Visualizing Mibig Gene Clusters with Graphviz
Wed Aug 17, 2016
Mibig is an awesome resource for the natural product community by providing a repository and a standard for information about biosynthesis. The only complaint I have is that I think the schema is a bit complicated. This is not a knock on the designers: its a lot of information that has to be wired up somehow or another and they’ve done an excellent job by successfully putting it together. But as it gets used a bit more I think we may be able to improve it. To get a better handle on the Mibig metadata, I’ve downloaded the JSON and visualized it with Graphviz using a clojure-based toolchain: datascope->rhizome->graphviz). The data/images are uploaded to a repo where you can view the graphs.
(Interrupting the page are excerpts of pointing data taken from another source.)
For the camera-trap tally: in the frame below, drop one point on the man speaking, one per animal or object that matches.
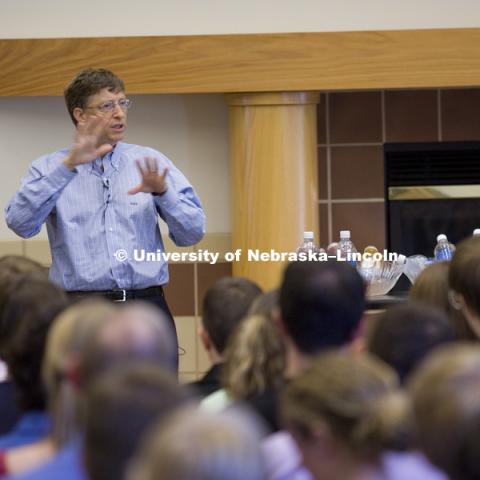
(101, 199)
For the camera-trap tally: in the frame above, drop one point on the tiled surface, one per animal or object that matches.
(180, 291)
(357, 172)
(366, 221)
(355, 117)
(187, 339)
(411, 116)
(460, 114)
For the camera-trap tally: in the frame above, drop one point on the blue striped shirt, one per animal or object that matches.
(90, 218)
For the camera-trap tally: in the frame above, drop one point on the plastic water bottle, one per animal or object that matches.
(347, 248)
(443, 250)
(307, 247)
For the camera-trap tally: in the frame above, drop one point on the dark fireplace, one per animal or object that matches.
(430, 188)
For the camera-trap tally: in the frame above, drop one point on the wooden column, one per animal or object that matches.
(273, 153)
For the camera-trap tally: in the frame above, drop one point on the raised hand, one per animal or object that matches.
(152, 181)
(87, 138)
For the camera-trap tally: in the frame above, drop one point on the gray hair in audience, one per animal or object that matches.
(204, 446)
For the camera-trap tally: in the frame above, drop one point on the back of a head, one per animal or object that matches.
(321, 304)
(355, 397)
(431, 286)
(405, 334)
(254, 358)
(194, 444)
(121, 405)
(224, 306)
(30, 311)
(138, 331)
(68, 339)
(445, 393)
(12, 266)
(464, 273)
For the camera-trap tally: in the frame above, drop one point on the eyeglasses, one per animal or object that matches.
(107, 107)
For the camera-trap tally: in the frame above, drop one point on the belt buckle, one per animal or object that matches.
(124, 298)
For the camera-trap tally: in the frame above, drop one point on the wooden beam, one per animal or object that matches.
(253, 62)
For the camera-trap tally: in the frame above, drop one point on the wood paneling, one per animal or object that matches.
(273, 152)
(253, 62)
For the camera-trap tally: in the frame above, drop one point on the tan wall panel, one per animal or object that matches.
(274, 177)
(254, 62)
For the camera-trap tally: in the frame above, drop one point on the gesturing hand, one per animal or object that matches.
(86, 147)
(152, 181)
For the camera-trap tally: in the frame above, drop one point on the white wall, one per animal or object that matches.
(70, 18)
(192, 130)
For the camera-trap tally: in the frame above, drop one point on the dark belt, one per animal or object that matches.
(121, 295)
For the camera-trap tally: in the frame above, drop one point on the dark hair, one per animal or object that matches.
(11, 266)
(321, 304)
(30, 310)
(464, 273)
(121, 405)
(224, 305)
(405, 334)
(87, 83)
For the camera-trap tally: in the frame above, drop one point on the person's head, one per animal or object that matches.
(10, 267)
(138, 331)
(321, 304)
(31, 308)
(464, 281)
(254, 358)
(71, 333)
(405, 334)
(224, 306)
(120, 406)
(197, 444)
(445, 393)
(98, 92)
(345, 410)
(431, 288)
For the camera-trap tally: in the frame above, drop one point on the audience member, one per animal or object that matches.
(431, 288)
(224, 306)
(10, 266)
(446, 405)
(135, 332)
(194, 444)
(464, 282)
(120, 406)
(29, 311)
(345, 412)
(404, 335)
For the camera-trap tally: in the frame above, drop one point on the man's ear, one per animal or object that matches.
(79, 114)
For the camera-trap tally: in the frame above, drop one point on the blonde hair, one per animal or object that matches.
(67, 340)
(255, 358)
(201, 445)
(356, 396)
(445, 394)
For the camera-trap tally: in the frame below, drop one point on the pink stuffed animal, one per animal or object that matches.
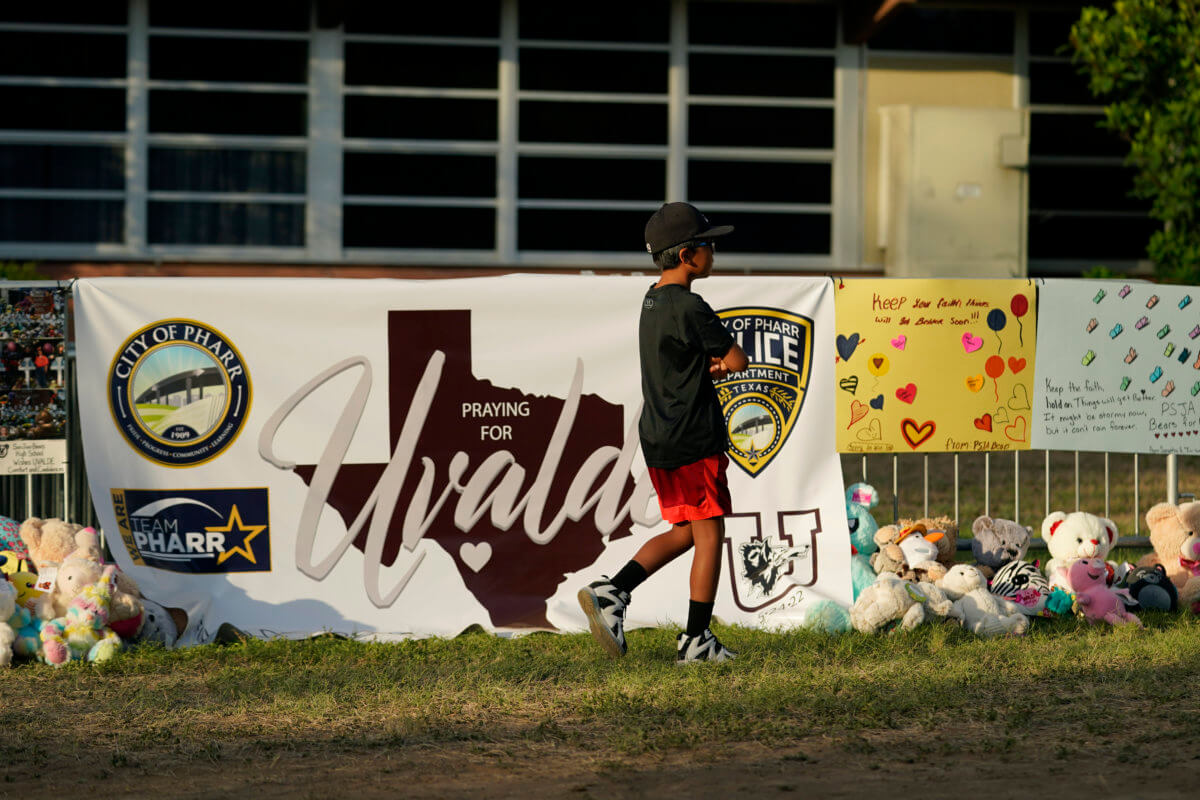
(1097, 600)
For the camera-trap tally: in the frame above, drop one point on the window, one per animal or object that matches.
(1080, 210)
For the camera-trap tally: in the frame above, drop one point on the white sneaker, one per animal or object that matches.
(694, 649)
(605, 608)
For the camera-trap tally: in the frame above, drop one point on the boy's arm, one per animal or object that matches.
(733, 361)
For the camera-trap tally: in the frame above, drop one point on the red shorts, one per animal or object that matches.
(695, 491)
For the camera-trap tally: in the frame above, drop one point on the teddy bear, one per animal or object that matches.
(996, 542)
(81, 569)
(1075, 535)
(48, 541)
(1175, 536)
(911, 553)
(1023, 583)
(1150, 587)
(7, 608)
(943, 533)
(982, 612)
(893, 602)
(83, 632)
(1096, 600)
(825, 614)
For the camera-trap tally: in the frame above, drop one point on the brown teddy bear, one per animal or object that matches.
(907, 552)
(1175, 535)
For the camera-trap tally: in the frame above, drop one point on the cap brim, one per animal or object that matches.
(713, 233)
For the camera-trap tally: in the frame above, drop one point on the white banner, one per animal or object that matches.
(1117, 367)
(388, 458)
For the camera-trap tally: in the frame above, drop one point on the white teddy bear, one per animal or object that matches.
(7, 608)
(1072, 536)
(892, 600)
(982, 612)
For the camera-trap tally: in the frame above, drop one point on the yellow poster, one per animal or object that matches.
(934, 365)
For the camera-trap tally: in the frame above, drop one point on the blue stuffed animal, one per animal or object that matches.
(826, 614)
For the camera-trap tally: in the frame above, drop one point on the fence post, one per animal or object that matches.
(1173, 479)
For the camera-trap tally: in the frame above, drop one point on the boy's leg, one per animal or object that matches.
(697, 643)
(604, 602)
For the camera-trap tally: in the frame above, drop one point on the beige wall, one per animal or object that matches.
(922, 82)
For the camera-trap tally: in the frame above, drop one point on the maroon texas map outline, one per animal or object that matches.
(521, 575)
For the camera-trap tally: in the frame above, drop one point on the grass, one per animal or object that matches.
(210, 702)
(1114, 500)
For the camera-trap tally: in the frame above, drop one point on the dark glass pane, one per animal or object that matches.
(592, 179)
(61, 55)
(947, 30)
(1073, 134)
(61, 108)
(774, 24)
(766, 76)
(744, 126)
(227, 112)
(421, 65)
(420, 118)
(759, 181)
(1097, 239)
(1060, 84)
(43, 166)
(233, 14)
(593, 71)
(227, 170)
(373, 226)
(594, 122)
(419, 174)
(759, 232)
(66, 12)
(226, 223)
(480, 19)
(615, 20)
(575, 229)
(1050, 30)
(1067, 187)
(61, 221)
(183, 58)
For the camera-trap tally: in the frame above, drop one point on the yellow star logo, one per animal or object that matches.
(237, 525)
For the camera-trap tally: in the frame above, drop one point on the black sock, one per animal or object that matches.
(630, 577)
(699, 617)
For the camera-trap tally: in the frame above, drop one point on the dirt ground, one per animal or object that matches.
(883, 765)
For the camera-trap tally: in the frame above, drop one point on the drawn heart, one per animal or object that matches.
(1017, 429)
(916, 433)
(475, 555)
(846, 346)
(857, 411)
(1020, 398)
(873, 432)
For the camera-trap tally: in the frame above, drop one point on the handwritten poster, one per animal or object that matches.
(934, 366)
(1119, 367)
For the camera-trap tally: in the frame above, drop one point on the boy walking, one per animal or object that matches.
(682, 347)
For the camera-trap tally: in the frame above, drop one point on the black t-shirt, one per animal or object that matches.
(682, 420)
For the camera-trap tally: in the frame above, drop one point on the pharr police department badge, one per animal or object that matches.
(762, 403)
(179, 392)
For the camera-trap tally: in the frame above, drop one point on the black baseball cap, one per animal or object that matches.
(678, 222)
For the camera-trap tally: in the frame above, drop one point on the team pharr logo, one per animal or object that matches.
(179, 392)
(196, 530)
(762, 403)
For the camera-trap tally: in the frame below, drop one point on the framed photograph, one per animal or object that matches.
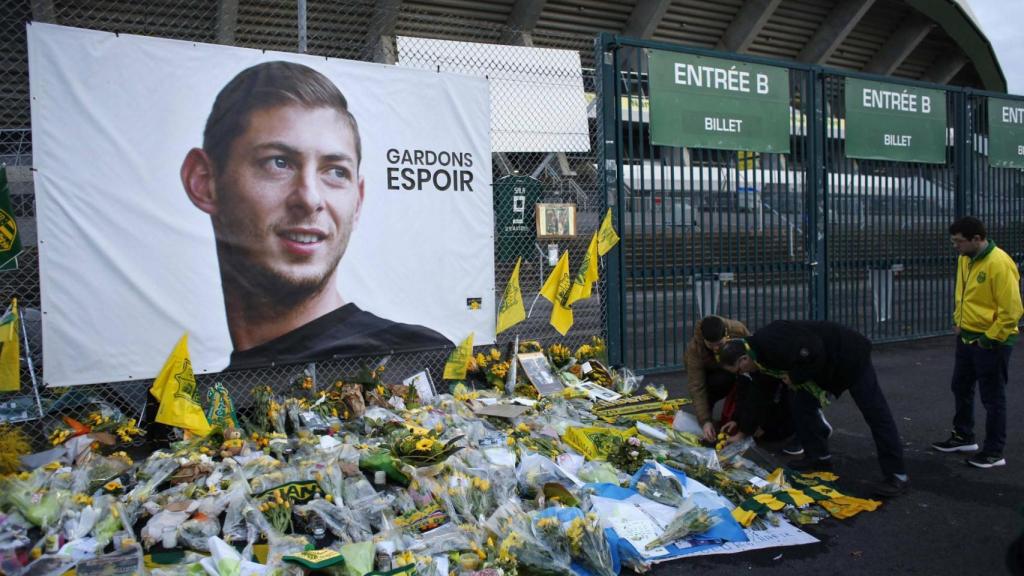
(555, 220)
(538, 371)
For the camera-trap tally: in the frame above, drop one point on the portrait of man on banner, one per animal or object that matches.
(284, 208)
(279, 174)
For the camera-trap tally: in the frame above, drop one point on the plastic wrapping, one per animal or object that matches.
(197, 531)
(236, 528)
(536, 470)
(596, 471)
(344, 523)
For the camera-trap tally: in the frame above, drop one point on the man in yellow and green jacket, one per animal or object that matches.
(986, 314)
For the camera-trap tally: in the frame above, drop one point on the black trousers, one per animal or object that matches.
(763, 402)
(867, 395)
(718, 384)
(988, 367)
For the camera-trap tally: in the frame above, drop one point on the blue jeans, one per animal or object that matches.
(988, 367)
(867, 396)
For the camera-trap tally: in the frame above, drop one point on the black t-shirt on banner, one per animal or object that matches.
(347, 331)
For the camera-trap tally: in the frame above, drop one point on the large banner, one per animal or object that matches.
(278, 207)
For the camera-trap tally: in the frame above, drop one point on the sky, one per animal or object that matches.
(1001, 21)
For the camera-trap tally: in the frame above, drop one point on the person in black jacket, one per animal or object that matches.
(819, 361)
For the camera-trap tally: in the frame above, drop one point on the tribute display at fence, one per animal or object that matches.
(514, 201)
(1006, 133)
(278, 207)
(701, 101)
(895, 122)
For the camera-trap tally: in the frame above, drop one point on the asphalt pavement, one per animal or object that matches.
(954, 520)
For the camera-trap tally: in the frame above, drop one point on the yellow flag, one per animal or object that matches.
(556, 290)
(511, 311)
(455, 368)
(606, 237)
(583, 282)
(175, 389)
(10, 350)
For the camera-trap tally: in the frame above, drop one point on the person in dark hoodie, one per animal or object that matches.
(820, 361)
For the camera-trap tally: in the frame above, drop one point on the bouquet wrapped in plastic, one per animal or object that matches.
(689, 520)
(658, 484)
(519, 549)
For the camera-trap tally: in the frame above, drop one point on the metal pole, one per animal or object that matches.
(32, 368)
(302, 26)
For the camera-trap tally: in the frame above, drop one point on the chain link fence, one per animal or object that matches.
(360, 30)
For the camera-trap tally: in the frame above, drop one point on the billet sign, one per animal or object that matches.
(702, 101)
(895, 122)
(1006, 133)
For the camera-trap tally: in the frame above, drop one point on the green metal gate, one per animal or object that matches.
(808, 234)
(704, 231)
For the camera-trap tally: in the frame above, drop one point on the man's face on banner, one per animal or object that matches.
(288, 198)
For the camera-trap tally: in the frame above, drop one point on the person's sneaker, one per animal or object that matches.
(890, 487)
(808, 464)
(983, 460)
(955, 443)
(825, 422)
(794, 447)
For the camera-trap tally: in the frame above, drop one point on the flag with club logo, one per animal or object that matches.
(606, 237)
(583, 282)
(511, 310)
(458, 362)
(556, 290)
(175, 389)
(10, 350)
(10, 239)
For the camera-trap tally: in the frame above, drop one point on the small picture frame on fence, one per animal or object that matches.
(555, 220)
(538, 371)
I’ve chosen a few examples to post here to give an idea about how the data is structured - big NRPS/PKS clusters with lots of genes and with module information as well as numerous small or incompletely annotated clusters. Down the line I would love to tidy this data into triplets and incorporate into a datomic/datascript DB for querying using datalog. I think that would be immensely powerful tool but it would require simplification of the data structures. As a first pass attempt to get the nested structures into a datalog-friendly format I also tried Alan Dipert’s intension library which looked promising but is really geared for relatively shallow nested datastructures. To truly incorporate the Mibig data into datalog we would ideally spec the input JSON/EDN, write or conceive of a datomic/datascript schema and then write some custom translation functions to ingest the data. Its something I am curious to try but represents a reasonable time investment. In order to maximize the power of datalog, I imagine I would try to flatten the data as far as possible by trying to squeeze down the number of entities - clusters, organisms, compounds, genes, modules - and trying to define all possible attributes on those types in terms of keys. I think the intrinsic power of datalog to handle ragged data would allow you to specify all cluster-type-specific as attributes on the cluster level and then get some really informative querying across the dataset. But for now some pics.
Note: Browsing the pics on github will let you zoom in for more detail.